American radio series (1953–1954)

The Marriage is an American comedy radio series which starred Hume Cronyn and Jessica Tandy. Based on their earlier Broadway play, The Fourposter, the series aired Sunday evenings on NBC at 7:30 p.m. Eastern Time from October 4, 1953 through March 28, 1954. The scripts were mostly written by Ernest Kinoy, and the closing theme was "A Star Is Born", by Robert Farnon.

==Characters and story==
New York attorney Ben Marriott (Hume Cronyn) was married to former department store fashion buyer Liz (Jessica Tandy), who struggled with her switch to domestic life. The sophisticated couple discussed such subjects as art, theater, literature and philosophy, while raising a son, Pete (David Pfeffer), and an awkward teenage daughter, Emily (Denise Alexander). Bob Denton was the announcer.

==Production==
Edward King was the director. Written by Ernest Kinoy, the series had an unusual gimmick of alternating viewpoints, as Ben narrated one week and Liz the next. The program was sustaining.

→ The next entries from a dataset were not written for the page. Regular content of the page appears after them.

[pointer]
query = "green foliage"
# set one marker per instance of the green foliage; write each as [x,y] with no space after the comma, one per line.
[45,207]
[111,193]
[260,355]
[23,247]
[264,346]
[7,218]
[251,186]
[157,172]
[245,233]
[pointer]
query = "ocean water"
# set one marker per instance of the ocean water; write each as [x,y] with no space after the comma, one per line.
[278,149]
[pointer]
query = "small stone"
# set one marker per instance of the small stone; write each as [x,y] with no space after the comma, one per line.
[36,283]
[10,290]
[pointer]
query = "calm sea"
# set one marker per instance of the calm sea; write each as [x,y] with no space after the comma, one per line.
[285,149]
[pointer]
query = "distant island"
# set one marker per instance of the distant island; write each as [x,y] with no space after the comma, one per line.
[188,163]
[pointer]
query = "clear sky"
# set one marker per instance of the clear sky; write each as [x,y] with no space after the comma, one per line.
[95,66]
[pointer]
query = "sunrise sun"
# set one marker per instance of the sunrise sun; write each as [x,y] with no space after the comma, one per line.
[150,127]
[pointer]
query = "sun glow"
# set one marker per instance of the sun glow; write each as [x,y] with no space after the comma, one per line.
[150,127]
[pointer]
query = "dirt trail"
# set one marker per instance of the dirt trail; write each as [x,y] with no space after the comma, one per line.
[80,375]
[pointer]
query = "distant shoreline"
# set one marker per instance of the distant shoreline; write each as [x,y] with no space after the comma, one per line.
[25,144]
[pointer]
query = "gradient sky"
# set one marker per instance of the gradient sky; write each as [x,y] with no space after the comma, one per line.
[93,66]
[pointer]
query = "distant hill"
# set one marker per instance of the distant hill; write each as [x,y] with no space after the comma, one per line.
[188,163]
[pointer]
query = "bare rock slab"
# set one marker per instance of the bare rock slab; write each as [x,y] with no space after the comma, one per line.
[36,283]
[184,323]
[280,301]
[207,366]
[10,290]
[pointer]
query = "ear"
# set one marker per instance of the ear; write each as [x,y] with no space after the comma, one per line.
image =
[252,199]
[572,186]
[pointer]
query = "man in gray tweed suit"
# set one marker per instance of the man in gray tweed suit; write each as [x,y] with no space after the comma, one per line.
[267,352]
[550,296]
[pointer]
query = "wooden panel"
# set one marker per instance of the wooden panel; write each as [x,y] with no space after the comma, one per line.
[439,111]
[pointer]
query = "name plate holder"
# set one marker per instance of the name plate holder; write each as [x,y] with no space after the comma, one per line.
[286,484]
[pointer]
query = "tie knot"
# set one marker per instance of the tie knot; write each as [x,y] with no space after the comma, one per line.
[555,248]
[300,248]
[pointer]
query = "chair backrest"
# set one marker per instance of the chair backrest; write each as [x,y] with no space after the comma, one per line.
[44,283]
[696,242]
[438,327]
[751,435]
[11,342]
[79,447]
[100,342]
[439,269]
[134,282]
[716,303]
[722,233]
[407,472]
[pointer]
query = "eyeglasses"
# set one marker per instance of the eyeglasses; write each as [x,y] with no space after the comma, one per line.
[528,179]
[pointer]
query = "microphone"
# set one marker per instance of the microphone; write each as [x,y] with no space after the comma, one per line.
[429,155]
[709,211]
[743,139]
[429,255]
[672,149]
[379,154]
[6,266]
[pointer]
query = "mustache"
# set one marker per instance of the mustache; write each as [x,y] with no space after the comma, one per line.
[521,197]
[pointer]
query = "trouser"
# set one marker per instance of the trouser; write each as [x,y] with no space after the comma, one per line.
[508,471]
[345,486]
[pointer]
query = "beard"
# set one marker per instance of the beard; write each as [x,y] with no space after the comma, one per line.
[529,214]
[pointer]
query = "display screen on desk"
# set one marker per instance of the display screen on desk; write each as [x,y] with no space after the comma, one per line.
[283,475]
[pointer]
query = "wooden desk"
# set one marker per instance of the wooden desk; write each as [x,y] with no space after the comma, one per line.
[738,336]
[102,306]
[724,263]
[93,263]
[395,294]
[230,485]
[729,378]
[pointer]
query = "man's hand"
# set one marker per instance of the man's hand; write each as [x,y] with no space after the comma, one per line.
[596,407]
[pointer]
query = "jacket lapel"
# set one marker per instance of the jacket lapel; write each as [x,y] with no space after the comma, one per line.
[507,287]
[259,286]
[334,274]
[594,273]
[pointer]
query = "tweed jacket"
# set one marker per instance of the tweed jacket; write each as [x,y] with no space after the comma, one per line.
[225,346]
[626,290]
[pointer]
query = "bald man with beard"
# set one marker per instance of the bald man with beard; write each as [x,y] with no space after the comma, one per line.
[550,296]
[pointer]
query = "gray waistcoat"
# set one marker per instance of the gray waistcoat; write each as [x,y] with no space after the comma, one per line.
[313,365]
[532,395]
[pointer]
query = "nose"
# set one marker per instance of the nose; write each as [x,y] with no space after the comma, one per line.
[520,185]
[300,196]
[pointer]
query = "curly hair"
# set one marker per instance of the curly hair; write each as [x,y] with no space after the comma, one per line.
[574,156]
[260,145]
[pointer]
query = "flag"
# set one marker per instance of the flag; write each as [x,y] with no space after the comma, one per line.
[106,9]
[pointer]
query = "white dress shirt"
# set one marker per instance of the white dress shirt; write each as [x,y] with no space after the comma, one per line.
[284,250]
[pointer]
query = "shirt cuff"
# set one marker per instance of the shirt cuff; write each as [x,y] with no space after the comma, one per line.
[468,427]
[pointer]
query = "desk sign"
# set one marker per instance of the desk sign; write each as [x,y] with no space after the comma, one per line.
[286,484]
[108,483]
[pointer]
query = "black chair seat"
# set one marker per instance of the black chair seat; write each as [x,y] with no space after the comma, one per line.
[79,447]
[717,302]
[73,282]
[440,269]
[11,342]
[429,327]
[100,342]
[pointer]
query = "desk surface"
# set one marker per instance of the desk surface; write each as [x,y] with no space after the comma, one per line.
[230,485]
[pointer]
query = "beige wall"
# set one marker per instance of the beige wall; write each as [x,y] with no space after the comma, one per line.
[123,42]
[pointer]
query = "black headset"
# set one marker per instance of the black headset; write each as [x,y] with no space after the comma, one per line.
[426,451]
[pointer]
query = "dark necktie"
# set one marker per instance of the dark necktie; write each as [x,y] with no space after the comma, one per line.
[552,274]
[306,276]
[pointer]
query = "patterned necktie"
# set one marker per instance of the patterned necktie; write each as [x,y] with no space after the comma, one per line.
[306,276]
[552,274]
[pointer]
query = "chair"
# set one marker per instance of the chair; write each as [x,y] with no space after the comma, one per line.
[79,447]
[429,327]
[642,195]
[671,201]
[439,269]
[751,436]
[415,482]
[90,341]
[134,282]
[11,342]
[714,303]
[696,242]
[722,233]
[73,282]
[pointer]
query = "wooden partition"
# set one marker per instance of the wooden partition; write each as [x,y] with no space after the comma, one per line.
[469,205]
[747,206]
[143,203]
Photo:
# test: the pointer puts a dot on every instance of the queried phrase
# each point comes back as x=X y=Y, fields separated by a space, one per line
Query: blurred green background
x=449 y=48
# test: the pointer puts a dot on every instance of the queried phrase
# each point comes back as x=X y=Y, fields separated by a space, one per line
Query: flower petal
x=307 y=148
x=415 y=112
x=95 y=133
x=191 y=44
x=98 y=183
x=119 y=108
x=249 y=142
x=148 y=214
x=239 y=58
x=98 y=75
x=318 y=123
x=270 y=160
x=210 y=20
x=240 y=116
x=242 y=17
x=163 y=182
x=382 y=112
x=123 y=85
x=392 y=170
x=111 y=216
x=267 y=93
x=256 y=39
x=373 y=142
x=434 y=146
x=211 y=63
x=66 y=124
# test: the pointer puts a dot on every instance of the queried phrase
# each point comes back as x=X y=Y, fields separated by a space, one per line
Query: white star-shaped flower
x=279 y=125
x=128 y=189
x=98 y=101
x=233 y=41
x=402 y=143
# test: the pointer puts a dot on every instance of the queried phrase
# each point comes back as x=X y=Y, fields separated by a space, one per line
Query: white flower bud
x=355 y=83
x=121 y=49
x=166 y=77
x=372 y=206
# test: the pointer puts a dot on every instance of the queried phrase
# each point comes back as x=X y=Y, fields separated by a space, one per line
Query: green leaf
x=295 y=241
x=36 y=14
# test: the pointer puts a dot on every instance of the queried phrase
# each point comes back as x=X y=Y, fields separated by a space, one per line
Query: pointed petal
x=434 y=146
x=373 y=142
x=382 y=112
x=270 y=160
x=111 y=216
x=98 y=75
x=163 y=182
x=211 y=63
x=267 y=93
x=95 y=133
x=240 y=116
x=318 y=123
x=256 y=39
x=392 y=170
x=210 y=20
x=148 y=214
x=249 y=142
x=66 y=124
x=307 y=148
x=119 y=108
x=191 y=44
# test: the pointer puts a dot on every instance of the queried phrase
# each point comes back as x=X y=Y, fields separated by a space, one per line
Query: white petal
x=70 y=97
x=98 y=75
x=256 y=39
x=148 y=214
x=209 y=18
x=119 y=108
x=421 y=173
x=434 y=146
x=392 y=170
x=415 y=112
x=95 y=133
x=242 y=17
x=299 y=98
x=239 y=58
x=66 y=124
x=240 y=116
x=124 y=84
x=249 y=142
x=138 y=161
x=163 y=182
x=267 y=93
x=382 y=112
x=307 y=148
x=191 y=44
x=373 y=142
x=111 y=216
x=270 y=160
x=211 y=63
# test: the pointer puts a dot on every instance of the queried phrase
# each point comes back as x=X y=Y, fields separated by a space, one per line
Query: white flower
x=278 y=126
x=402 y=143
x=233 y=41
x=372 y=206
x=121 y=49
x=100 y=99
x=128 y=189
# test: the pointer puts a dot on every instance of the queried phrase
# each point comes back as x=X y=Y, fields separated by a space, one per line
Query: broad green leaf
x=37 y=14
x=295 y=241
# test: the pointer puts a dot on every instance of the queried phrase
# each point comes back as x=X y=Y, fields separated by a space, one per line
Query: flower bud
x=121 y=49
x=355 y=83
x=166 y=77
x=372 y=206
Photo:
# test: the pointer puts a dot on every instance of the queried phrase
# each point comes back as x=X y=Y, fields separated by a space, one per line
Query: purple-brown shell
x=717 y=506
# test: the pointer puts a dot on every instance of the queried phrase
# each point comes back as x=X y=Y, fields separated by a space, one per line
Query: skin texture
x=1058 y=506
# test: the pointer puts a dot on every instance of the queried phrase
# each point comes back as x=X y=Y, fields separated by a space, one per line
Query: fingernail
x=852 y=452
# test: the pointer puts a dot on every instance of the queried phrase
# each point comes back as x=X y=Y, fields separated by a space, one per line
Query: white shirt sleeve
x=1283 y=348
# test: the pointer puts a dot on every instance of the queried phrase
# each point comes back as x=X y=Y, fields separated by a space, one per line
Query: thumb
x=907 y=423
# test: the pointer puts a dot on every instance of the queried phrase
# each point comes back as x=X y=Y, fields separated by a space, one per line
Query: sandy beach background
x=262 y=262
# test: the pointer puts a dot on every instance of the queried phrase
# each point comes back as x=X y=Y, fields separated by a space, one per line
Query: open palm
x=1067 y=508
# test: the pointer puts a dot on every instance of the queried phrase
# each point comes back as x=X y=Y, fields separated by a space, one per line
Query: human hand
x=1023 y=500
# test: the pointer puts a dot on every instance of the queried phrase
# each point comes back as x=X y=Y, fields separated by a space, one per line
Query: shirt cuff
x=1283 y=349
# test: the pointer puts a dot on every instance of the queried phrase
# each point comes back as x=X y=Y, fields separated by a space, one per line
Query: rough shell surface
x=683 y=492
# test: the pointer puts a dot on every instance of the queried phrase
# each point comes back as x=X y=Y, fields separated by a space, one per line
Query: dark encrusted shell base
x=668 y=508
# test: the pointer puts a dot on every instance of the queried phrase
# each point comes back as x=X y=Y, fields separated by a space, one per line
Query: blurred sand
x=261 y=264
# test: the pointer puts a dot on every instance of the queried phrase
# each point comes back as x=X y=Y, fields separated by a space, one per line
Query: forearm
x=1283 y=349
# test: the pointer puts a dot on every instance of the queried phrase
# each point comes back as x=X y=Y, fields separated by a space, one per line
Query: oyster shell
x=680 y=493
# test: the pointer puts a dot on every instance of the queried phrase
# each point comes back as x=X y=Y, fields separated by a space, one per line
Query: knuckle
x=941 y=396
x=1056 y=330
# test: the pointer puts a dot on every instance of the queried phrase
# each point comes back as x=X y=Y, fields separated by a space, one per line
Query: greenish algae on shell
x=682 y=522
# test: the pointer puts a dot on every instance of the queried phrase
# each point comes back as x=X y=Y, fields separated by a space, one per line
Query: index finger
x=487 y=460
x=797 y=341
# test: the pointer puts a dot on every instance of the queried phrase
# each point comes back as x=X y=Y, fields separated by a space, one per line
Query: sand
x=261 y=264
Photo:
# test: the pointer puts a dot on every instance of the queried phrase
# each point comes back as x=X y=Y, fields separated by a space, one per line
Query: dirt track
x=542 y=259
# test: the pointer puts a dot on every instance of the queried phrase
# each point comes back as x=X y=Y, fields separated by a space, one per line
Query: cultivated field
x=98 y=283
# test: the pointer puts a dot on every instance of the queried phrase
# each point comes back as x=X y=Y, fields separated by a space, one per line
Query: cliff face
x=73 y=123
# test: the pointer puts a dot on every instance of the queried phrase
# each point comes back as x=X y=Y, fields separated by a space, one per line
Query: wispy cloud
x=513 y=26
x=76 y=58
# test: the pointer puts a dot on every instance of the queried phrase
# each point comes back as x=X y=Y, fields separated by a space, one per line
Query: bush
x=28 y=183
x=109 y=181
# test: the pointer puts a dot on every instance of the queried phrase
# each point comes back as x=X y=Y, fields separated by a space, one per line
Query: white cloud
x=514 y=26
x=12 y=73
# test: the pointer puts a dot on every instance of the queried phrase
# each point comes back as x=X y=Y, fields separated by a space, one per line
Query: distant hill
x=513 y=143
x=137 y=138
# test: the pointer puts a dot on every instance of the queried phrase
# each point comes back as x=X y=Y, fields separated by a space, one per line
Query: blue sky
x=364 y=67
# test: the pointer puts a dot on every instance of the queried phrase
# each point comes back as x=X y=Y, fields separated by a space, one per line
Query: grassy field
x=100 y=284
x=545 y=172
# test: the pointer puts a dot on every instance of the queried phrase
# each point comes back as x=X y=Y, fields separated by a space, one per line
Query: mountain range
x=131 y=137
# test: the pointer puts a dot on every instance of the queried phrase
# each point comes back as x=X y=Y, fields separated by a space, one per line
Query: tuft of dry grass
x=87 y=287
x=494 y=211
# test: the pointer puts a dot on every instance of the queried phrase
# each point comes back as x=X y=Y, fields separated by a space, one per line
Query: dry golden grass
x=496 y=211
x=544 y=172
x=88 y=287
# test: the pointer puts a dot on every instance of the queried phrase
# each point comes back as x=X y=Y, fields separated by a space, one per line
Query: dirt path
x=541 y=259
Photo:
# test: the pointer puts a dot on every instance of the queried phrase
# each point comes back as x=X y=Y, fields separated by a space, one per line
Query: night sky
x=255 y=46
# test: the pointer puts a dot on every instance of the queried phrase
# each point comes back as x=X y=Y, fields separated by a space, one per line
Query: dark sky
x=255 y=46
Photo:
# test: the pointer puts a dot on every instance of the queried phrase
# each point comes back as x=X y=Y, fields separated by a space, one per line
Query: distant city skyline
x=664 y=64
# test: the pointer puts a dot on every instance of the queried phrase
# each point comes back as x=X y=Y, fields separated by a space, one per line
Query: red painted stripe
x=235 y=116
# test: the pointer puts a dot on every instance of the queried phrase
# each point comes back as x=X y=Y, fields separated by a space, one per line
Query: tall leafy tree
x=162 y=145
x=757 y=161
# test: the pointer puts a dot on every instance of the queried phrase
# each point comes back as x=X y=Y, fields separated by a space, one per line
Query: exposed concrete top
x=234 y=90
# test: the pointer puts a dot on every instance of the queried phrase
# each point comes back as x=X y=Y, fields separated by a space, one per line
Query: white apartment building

The series was produced after a 1952 audition recording left Bud Barry, vice president at NBC, pleased but thinking that a stronger script was needed.

==Critical response==
A review of the premiere episode in the trade publication Billboard noted the similarity of the concept to that of The Fourposter and said, "The Cronyns, as usual, endow it with warmth and vitality."

==Television==
The show was scheduled to move from radio to television, with Cronyn producing as well as acting in the show. However, Tandy suffered a miscarriage, and the show's debut was delayed a week. The TV series of the same name premiered in July 1954 to "warm and enthusiastic reviews." It ran through August, and abruptly ended after eight episodes.

A pilot was made in 1957 in an effort to revive the TV series.